To keep a long story short I add over a Thousand words:View attachment 168089
Big picture, big importance (imho)

Both pictures:

• Positive $x$ direction is to the right
• Magnetic field is down. Consider that the positive $y$ direction
• Big arrowheads: in the $x\, y$ plane
• Smaller arrowheads in the $\hat z = \hat x \times \hat y$ direction (a very simple cross product)
• The coordinate system is right-handed
• The Lorentz force is $\vec F = q\, \left (\vec E + \vec v \times \vec B \right )$
• There is no E field
• Right hand rule: in $\vec a \times \vec b = \vec c$
  
  a thumb
  b index
  c middle -- points in the direction of c​
• Corkscrew rule: in $\vec a \times \vec b = \vec c$
  
  turn $\vec a$ over the smallest angle towards $\vec b$ : Corkscrew goes in the direction of c​

Top picture:

• We see a wire carrying current to the right. Current is moving charge. Moving charge has a "velocity".
• We consider mobile positive charges in the wire
• The Lorentz force is $\vec F = q\, \vec v \times \vec B$
• All moving positive charges in the wire feel this Lorentz force
• Together they "push" in the direction of $\vec v \times \vec B$
• mutatis mutandis for moving negative charges: they move in the negative x-direction and the resulting Lorentz force points in exactly the same direction (- q x -v = +q x +v)

Bottom picture:

• We see a wire being dragged in the positive $z$ direction with a velocity $\vec v$.
• We consider mobile positive charges in the wire
• The Lorentz force is $\vec F = q\, \vec v \times \vec B$
• All moving positive charges in the wire feel this Lorentz force
• Together they "push" in the direction of $\vec v \times \vec B$, which is the negative $x$ direction
• This "push" is an electromagnetic potential (emf) that can cause a current.

 

[Helly123]

Such a new thing for me to know.. thank you so much. So, the velocity direction is opposed to force?
Why only positive charges feel Lorenzt force?
Is the moving of charges produce Lorentz force or the positive charges moves to fight Lorentz force?

 

[Helly123]

You should distinguish the $I$ in the long wire from the currrent in the ABCD loop. Still can't read the picture...[edit] better now...
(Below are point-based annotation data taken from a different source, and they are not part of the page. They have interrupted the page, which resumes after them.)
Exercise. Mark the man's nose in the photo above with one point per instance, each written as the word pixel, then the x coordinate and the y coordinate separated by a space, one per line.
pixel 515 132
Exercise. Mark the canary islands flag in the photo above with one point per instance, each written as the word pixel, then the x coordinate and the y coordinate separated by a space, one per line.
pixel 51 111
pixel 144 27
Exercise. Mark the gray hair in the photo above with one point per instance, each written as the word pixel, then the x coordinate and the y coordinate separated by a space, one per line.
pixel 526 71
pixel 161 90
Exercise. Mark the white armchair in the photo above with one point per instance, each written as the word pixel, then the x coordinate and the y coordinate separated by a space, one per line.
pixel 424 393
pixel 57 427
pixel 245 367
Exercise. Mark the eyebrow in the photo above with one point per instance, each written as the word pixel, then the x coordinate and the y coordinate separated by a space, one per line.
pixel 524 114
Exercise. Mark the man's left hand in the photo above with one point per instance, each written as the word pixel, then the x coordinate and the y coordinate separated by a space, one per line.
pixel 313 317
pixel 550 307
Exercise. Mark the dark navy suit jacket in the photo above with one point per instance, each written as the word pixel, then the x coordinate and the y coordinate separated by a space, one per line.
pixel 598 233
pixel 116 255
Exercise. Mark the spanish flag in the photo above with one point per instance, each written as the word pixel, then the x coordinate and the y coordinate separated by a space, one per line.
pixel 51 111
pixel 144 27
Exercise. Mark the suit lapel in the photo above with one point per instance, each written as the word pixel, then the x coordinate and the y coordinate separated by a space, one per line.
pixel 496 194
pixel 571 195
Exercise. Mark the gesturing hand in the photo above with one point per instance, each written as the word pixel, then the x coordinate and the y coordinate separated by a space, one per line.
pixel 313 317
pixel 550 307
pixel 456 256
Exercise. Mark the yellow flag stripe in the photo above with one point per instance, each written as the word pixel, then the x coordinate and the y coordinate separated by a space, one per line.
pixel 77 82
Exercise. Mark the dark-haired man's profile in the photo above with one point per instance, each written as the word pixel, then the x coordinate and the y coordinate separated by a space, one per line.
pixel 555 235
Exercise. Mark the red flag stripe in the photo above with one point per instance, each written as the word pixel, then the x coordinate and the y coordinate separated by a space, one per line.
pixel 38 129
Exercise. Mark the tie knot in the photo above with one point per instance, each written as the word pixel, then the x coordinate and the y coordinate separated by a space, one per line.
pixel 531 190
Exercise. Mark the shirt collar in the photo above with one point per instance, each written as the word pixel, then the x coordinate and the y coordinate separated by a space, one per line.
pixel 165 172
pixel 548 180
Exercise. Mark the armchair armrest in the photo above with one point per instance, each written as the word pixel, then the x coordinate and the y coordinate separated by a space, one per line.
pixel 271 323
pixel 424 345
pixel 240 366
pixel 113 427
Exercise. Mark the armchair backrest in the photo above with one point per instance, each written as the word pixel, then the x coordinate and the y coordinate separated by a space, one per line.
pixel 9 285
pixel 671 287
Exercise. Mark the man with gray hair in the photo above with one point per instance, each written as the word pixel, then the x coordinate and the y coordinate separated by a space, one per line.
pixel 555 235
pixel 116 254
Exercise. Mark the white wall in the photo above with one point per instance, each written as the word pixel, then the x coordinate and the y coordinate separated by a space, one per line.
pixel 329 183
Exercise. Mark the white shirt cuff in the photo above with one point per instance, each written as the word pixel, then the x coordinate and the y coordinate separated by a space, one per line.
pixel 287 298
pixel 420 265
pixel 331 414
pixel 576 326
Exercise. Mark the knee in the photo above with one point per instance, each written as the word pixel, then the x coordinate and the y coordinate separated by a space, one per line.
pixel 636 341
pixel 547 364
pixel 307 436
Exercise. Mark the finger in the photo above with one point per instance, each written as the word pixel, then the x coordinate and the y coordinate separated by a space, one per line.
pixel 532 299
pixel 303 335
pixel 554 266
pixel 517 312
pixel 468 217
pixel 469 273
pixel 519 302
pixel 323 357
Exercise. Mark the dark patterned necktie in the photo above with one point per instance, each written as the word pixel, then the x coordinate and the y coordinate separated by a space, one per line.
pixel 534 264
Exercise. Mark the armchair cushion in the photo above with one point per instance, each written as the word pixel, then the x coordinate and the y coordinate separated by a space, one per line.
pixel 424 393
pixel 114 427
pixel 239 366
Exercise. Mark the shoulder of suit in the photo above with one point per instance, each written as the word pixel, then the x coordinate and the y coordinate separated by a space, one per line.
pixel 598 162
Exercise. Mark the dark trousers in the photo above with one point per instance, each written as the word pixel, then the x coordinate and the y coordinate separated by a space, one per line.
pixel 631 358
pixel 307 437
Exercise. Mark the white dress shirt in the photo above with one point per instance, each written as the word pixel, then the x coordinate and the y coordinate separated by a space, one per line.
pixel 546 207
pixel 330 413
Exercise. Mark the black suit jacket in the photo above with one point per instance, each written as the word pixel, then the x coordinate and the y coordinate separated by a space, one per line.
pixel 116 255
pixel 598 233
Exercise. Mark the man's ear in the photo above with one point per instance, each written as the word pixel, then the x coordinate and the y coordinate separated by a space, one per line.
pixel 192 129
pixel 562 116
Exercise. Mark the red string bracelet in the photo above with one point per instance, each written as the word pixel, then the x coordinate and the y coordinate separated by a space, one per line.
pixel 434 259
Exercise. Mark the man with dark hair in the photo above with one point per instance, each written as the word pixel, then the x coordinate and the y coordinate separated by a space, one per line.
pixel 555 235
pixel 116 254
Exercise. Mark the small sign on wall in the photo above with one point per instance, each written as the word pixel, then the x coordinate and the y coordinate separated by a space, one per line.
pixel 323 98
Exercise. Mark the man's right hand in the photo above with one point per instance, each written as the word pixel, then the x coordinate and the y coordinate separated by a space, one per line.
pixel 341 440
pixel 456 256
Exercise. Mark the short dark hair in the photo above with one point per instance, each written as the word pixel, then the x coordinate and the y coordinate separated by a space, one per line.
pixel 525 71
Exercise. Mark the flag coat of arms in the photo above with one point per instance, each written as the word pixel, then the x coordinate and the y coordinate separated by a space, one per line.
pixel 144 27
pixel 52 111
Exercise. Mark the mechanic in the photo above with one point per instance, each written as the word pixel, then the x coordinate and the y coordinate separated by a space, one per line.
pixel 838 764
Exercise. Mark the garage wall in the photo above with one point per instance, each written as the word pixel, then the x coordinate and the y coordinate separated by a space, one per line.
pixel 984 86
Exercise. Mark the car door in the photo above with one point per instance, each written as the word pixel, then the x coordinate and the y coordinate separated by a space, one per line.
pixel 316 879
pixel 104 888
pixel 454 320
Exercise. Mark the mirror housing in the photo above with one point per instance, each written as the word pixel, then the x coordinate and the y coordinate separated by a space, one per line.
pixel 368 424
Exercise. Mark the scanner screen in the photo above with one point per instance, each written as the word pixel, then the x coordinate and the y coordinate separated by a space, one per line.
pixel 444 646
What is $I$ in the wire refers to? To current in straight wire? And we look for current in square circuit?

 

[Helly123]

BC and DA have force but no voltage since it moves parallel to v. AB and CD moves perpendicular to v. And have voltage no force.

 

[BvU]

#22:
The 'almost' was because of the sign. It is opposite to that induced in AB.

#25:

So, the velocity direction is opposed to force?

No. Velocity $\vec v$ and magnetic field $\vec B$, are both perpendicular to the resulting force $F$.
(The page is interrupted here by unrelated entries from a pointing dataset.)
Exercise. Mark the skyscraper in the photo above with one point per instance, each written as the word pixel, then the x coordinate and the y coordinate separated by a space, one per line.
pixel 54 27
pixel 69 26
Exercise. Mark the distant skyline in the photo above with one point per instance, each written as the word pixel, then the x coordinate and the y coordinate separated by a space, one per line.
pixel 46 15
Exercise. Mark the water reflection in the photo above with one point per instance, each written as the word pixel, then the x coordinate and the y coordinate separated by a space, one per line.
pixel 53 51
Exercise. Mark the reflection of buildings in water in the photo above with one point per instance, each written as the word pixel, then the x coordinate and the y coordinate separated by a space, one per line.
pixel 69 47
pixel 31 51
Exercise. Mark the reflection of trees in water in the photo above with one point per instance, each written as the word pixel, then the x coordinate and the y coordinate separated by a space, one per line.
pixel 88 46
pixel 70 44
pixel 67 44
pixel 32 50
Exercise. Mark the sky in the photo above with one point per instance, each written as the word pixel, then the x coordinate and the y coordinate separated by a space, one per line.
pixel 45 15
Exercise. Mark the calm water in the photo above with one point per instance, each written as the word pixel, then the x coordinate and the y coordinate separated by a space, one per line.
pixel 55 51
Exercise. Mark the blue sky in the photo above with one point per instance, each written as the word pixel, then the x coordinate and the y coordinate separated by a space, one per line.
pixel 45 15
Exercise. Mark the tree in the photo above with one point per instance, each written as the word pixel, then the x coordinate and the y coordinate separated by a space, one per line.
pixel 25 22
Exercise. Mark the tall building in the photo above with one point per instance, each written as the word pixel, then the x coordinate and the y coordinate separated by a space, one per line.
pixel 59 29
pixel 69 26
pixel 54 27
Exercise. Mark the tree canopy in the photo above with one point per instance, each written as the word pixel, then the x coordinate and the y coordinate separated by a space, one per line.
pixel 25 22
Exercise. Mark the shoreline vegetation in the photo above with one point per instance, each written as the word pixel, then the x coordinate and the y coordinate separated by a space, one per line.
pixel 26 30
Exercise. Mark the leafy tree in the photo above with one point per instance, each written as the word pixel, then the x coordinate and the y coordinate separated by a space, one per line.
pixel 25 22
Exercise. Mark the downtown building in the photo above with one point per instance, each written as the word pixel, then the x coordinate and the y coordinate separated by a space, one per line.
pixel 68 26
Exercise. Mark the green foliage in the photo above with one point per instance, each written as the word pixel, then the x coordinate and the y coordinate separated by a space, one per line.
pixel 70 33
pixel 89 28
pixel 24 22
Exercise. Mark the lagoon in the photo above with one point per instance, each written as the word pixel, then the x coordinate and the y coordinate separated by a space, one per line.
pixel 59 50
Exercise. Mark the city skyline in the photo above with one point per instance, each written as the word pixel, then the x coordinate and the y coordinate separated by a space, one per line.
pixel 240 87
Why only positive charges feel Lorentz force?

Not what I meant. What I meant is: one doesn't want to confuse oneself unnecessarily by looking at negatively charged moving charge carriers. So if a current $\vec I$ is given, work with positive charge carriers moving in that direction.

The Lorentz force $\ \vec F = q(\vec E + \vec v\times \vec B)\$ works on ALL charges, negative (q<0) or positive (q>0)
( also on neutral charges (q=0) )

Is the moving of charges produce Lorentz force or the positive charges moves to fight Lorentz force?

Motion of charge produces a magnetic field.
Positive charges move under the influence of a Lorentz force -- if they can. In a conductor (a wire), the positive charge carriers generally are not free to move. Electrons, the negative charge carriers, can move and thereby generate an emf.

I think I understand what you are trying to say here (correct me if I miss): Lorentz force on CD pushes electrons down and positive ions up. Positive ions can't move, electrons can. They don't move without limits (they don't pile up because they repel each other, and there is a resistance)​

#26: The exercise in post 1 gives a current $I$ in the long wire and asks for the current in loop ABCD; with resistance $R$ given, that is equivalent to asking for the emf divided by $R$.

#27:

BC and DA have force

They do not. Their net charge is 0.

AB and CD move perpendicular to v

No. Their direction of motion is the direction of $\vec v$. Their orientation is perpendicular to $\vec V$.

 

[Helly123]

What makes the sign different? Since, B, v still the same?
And where the 'b' comes from the options?

 

[Helly123]

What makes the wire have magnetic force?
Why the question said that the magnetic flux density is negligible?